Image: Mison Sere reacts after winning the 2015 edition of the Mr Ugly competition
Mison Sere reacts, top, after winning the 2015 edition of the Mr Ugly competition. Tsvangirayi Mukwazhi / AP

Pageant judges have crowned a new winner of Zimbabwe's 4th annual "Mister Ugly" contest, upsetting supporters of reigning champion and prompting claims of cheating.

Judges on Saturday chose 42-year-old Mison Sere, citing his numerous missing front teeth and a wide range of grotesque facial expressions, over William Masvinu, who had held the title since 2012.

Masvinu and his supporters mobbed the judges upon hearing their decision, claiming that Sere was "too handsome" to win and his ugliness wasn't natural since it was based on missing teeth.

Image: Contestants stand on stage during the 2015 edition of Mr Ugly
Contestants on stage during the 2015 edition of the Mr Ugly competition. Tsvangirayi Mukwazhi / AP

"I am naturally ugly. He is not. He is ugly only when he opens his mouth," maintained Masvinu, gesturing at his rival.

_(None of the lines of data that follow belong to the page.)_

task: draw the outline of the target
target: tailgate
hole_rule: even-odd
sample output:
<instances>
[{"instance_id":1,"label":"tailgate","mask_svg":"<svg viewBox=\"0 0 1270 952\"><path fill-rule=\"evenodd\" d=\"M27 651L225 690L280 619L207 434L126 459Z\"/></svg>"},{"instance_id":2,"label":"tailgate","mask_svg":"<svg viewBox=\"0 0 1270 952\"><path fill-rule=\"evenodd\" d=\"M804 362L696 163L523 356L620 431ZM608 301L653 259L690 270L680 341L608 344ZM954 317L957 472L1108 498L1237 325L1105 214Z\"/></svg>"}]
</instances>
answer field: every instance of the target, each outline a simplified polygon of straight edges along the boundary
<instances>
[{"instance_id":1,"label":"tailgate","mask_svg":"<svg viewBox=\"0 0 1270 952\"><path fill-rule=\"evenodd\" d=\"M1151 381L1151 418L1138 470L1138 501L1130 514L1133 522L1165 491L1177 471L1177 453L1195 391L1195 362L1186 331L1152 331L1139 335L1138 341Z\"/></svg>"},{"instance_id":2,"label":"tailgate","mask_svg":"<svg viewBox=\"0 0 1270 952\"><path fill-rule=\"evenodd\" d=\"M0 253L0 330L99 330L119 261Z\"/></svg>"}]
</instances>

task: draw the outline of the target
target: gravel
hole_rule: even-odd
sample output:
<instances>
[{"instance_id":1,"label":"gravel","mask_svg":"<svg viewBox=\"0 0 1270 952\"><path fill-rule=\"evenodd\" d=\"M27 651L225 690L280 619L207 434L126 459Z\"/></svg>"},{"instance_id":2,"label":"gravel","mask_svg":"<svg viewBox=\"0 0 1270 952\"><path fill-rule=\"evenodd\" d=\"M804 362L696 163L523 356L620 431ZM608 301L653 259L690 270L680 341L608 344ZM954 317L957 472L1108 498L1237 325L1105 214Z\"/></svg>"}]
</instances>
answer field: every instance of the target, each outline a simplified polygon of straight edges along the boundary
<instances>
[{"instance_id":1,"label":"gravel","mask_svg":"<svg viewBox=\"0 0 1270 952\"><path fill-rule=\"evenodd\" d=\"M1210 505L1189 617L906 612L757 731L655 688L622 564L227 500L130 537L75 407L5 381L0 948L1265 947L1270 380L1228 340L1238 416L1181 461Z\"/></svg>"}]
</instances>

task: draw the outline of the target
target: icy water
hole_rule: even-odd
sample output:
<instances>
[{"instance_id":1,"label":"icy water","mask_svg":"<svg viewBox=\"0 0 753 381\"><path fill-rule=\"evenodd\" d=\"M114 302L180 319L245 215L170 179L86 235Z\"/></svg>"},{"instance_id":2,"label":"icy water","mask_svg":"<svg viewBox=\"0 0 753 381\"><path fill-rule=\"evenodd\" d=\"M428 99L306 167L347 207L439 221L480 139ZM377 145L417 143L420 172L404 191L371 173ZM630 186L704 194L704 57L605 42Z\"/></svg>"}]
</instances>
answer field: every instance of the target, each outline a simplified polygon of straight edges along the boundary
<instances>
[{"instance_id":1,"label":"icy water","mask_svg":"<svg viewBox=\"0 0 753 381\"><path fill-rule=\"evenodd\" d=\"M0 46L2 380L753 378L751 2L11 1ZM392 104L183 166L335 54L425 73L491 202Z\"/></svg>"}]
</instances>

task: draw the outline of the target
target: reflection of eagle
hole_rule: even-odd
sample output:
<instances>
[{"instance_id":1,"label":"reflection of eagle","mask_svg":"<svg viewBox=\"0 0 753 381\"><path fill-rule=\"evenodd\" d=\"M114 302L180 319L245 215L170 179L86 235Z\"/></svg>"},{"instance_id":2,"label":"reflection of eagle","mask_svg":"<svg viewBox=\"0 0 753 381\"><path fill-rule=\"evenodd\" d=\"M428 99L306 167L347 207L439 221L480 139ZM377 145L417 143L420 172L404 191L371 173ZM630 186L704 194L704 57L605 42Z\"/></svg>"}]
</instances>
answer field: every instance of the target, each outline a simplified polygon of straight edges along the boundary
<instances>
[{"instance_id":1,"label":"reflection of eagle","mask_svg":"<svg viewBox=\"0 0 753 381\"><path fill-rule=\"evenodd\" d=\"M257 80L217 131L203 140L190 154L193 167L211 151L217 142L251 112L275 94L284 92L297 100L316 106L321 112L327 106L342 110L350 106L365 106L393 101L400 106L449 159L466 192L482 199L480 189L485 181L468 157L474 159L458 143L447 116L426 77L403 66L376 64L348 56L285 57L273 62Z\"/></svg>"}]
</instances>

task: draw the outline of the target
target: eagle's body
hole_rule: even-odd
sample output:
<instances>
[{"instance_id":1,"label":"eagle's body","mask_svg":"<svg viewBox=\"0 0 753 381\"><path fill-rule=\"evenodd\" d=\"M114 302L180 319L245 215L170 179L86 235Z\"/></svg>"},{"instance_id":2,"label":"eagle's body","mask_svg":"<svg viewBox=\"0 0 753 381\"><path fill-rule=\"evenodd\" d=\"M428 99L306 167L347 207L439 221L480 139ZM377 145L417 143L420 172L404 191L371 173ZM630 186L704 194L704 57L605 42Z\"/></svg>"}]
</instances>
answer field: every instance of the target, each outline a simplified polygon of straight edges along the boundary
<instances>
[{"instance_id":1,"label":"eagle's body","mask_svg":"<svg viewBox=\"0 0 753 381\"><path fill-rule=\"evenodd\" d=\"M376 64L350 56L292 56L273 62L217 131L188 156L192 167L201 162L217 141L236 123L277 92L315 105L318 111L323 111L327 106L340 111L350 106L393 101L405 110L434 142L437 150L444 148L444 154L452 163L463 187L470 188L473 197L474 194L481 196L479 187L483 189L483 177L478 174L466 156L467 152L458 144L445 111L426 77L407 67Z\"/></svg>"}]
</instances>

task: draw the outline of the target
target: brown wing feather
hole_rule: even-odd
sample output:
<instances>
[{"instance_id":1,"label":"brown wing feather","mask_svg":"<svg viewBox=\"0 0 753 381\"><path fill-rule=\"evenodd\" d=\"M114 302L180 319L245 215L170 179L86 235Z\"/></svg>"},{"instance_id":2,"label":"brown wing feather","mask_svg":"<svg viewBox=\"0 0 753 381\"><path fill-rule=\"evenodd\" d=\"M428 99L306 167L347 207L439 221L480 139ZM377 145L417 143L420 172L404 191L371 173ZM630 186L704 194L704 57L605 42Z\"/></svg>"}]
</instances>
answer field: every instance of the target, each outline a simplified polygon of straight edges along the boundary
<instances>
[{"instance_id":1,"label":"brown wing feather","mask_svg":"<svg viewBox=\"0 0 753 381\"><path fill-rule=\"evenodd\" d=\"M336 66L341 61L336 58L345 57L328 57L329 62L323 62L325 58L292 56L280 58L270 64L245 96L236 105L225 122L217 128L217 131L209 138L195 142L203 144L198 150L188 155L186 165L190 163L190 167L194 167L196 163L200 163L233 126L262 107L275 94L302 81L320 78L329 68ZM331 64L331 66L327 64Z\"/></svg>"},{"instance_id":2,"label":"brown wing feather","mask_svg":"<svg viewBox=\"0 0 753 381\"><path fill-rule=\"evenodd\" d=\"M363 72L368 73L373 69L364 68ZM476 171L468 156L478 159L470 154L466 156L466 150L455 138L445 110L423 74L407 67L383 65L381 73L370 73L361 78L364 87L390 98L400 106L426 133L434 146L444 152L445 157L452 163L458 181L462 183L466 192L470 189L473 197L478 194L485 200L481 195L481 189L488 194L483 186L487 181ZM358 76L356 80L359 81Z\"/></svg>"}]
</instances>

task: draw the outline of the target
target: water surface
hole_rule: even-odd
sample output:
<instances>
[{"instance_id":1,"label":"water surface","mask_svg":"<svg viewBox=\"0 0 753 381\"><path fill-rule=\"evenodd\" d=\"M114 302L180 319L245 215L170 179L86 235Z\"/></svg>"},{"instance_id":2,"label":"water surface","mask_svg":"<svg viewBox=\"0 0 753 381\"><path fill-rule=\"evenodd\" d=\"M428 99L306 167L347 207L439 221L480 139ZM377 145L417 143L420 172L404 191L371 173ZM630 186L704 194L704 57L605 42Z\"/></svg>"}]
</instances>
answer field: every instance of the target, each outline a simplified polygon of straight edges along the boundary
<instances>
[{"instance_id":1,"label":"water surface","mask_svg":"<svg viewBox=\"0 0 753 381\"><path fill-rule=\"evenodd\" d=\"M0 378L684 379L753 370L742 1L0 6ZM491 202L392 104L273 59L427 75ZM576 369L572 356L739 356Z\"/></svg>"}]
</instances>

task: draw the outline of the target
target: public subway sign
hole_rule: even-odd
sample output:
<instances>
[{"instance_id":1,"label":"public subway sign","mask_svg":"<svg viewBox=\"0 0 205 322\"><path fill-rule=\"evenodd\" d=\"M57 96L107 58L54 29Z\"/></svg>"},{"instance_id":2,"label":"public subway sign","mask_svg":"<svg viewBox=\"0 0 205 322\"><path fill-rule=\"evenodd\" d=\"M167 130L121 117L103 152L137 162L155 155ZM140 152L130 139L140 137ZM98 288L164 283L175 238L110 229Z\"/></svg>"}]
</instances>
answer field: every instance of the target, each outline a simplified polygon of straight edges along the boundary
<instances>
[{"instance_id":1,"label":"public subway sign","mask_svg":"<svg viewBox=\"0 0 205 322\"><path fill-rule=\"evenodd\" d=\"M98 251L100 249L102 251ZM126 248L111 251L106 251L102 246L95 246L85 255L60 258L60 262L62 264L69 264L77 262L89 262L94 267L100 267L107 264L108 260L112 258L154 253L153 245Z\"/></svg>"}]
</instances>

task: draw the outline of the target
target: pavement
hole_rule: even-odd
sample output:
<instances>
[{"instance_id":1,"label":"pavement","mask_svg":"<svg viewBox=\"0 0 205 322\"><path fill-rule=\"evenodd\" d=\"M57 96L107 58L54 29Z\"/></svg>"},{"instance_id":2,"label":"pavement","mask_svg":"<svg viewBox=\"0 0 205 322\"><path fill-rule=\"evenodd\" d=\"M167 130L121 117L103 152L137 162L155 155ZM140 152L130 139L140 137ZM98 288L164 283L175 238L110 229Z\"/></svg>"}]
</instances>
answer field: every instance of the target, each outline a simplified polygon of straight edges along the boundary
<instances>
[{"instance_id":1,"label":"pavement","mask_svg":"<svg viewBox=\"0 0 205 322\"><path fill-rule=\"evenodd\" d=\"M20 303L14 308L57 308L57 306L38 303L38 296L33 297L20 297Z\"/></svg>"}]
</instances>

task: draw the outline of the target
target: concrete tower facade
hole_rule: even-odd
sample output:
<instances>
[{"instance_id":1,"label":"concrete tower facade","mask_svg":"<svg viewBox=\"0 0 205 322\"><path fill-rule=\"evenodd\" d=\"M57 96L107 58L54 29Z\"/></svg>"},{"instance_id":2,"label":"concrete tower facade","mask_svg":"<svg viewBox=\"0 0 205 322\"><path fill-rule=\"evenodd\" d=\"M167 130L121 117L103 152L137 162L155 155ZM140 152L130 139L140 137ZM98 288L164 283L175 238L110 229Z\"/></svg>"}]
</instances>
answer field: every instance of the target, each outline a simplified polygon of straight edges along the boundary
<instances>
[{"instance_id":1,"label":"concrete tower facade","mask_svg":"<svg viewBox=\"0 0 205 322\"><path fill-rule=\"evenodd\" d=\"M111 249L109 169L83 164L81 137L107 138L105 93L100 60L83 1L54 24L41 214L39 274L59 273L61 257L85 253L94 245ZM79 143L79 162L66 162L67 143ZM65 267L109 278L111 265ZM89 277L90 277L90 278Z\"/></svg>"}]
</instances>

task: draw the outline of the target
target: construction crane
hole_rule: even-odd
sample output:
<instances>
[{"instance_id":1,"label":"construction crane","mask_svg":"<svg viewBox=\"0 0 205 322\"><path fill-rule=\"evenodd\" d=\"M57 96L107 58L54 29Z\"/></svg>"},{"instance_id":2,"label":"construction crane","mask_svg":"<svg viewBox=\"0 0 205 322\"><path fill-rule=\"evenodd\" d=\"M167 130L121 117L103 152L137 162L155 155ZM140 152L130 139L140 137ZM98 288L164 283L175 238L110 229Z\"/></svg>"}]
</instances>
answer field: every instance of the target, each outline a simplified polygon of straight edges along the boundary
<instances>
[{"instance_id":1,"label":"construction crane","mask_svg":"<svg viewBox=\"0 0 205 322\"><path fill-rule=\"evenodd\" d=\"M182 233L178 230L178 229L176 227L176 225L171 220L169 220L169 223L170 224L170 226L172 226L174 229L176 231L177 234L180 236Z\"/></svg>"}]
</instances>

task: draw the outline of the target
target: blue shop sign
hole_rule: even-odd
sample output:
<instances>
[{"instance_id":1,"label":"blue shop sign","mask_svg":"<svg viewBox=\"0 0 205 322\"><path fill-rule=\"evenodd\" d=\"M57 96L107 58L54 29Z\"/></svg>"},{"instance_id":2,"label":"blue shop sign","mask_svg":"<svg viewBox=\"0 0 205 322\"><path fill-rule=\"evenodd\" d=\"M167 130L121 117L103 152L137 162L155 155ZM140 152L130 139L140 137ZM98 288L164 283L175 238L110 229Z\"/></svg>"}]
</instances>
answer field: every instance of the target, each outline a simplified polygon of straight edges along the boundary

"Do we have to lose our teeth to win? This is cheating," shouted another contestant, Patrick Mupereki.

There was pushing and shoving as the results were announced and insults were hurled at the judges.

Sere dismissed the critics as just "sore losers" as he pocketed the $500 in winnings.

"They should just accept that I am uglier than them," he said. "I hope to get a TV contract. I already moved around schools performing and showcasing my ugliness so this is a chance to make it on TV."

Pageant organizer David Machowa originally told the Associated Press that he began the contest to remove the stigma of ugliness.

"Looks are God given," he said. "We should all be proud of who we are."

The pageant involved three rounds of modelling, with individual and group struts down a catwalk of a Harare nightclub. This year's competition attracted a record number of 36 entries, compared to just five in 2012 when Masvinu began his winning streak.

Beauty pageants are popular in this southern African country and even though they are typically for women, scandal is not unusual. Earlier this year, Miss Zimbabwe winner Emily Kachote faced a backlash on social media, with Zimbabweans calling her ugly and undeserving of the crown.

She was later forced to step down when just two weeks into her reign, images surfaced of her posing nude — which incidentally also brought down her predecessor.